The letter highlights that there are more than 1,200 frameworks used in the NHS. Frameworks help NHS bodies to buy goods and services from a list of pre-approved suppliers, with agreed terms and conditions and legal protections. They are typically divided up into product or service types, covering everything from x-ray machines to gloves or Microsoft licences. There are more than 400 frameworks in the estates category alone.
‘This number means there are variations in cost, product and quality, which makes it hard for the NHS to decipher which frameworks offer best value for money,’ the letter said. ‘This has a direct impact on you and your teams whose time and resource are spent identifying the best route to market.’
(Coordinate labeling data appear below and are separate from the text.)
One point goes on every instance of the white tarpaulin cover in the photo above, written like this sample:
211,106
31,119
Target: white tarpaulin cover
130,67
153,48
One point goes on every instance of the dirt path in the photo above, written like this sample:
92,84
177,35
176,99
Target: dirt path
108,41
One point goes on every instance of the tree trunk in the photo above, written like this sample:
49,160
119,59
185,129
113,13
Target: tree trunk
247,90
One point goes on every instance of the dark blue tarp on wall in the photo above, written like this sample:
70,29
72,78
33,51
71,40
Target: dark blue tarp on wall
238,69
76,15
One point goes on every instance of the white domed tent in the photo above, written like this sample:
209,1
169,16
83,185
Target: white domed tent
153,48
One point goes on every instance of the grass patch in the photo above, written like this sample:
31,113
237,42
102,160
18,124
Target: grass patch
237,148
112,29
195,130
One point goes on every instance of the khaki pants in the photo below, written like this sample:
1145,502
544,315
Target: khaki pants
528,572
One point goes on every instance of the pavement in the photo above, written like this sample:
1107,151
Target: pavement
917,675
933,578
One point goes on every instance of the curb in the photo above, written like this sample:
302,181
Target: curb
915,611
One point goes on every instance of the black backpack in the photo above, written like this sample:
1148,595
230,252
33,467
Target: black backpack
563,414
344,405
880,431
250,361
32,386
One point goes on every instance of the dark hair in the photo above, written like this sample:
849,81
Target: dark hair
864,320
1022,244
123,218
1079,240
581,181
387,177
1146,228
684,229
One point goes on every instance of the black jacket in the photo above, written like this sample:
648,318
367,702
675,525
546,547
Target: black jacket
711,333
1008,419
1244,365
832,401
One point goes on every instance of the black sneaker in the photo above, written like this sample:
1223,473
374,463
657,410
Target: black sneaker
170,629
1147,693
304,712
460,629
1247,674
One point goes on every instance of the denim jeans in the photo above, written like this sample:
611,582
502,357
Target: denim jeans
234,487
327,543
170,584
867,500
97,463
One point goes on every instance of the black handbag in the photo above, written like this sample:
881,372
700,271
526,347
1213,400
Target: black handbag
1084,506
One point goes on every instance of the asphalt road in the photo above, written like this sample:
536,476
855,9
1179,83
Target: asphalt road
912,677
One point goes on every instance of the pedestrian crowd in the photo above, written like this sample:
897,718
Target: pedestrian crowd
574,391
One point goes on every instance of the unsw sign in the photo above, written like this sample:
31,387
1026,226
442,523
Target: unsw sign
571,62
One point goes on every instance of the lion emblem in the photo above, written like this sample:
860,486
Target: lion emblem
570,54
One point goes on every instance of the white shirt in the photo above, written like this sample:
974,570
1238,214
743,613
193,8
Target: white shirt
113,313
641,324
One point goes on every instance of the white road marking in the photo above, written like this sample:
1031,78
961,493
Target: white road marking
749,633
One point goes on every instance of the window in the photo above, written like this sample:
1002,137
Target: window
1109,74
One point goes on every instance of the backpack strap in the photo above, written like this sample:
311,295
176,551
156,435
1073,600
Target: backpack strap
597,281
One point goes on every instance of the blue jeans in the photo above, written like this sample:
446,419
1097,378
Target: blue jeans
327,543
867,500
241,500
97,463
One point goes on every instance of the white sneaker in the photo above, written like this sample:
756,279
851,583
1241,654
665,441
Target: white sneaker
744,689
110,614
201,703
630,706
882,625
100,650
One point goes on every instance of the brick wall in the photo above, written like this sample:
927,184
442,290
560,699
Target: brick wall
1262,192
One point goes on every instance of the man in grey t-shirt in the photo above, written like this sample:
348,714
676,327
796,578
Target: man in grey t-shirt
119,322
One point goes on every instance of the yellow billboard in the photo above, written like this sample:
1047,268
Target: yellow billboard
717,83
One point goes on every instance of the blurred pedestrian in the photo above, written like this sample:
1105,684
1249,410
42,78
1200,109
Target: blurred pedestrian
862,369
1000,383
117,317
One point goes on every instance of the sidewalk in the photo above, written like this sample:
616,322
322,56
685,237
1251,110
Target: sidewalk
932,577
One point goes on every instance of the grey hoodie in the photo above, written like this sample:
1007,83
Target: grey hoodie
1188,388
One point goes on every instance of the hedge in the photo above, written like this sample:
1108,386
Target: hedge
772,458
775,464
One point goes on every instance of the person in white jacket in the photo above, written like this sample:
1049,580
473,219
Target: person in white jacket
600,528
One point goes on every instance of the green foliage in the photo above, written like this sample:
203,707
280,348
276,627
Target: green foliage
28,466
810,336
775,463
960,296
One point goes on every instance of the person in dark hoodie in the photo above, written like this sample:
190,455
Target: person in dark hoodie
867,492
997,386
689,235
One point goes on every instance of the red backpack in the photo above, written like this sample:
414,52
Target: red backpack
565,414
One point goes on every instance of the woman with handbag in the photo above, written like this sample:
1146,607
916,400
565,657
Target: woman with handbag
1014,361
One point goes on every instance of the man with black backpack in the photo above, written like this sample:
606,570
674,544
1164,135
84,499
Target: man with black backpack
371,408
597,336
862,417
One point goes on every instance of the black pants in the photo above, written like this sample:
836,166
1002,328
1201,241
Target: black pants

The review aims to ‘simplify routes to market for NHS buyers by reducing and consolidating the number of frameworks’. However the letter also claimed there would be benefits for businesses, which will be able to ‘get their products to the frontline at speed and scale, supporting jobs and economic growth across the country’
‘The NHS is already one of the most efficient health services in the world, spending a far lower proportion on admin costs than other comparable countries,’ Ms Rock said. ‘We want to ensure every penny of taxpayers’ money is spent wisely and that is why we are going a step further – the NHS is cutting red tape and simplifying processes, not only so products can get to local services quicker but also at a cheaper cost to the public.’
She added that the moves would save up to £100million for reinvestment in frontline services. NHS England later confirmed these savings would be gained over a three-year period.
Having too many frameworks means it can be confusing for NHS bodies to work out which deals offer the best value for money. There are also charges to suppliers to be on a framework, which will inevitably feed into overall product prices. The savings are expected to come from:
- the NHS leveraging its buying power and national pricing
- reductions in inefficiencies for buyers and standardised processes
- reductions in the cost of goods and services through increased supplier competition.
Launching the CCU last year, Ms Rock said the lack of a centrally-driven NHS commercial strategy had resulted in ‘unwarranted variation in commercial arrangements with suppliers, and missed opportunities to drive additional value, leverage scale and harness collective buying power’. She said that it ‘does not make any commercial sense’ that the NHS had so many strategic suppliers, highlighting examples where there were more than 100 contracts for the same product.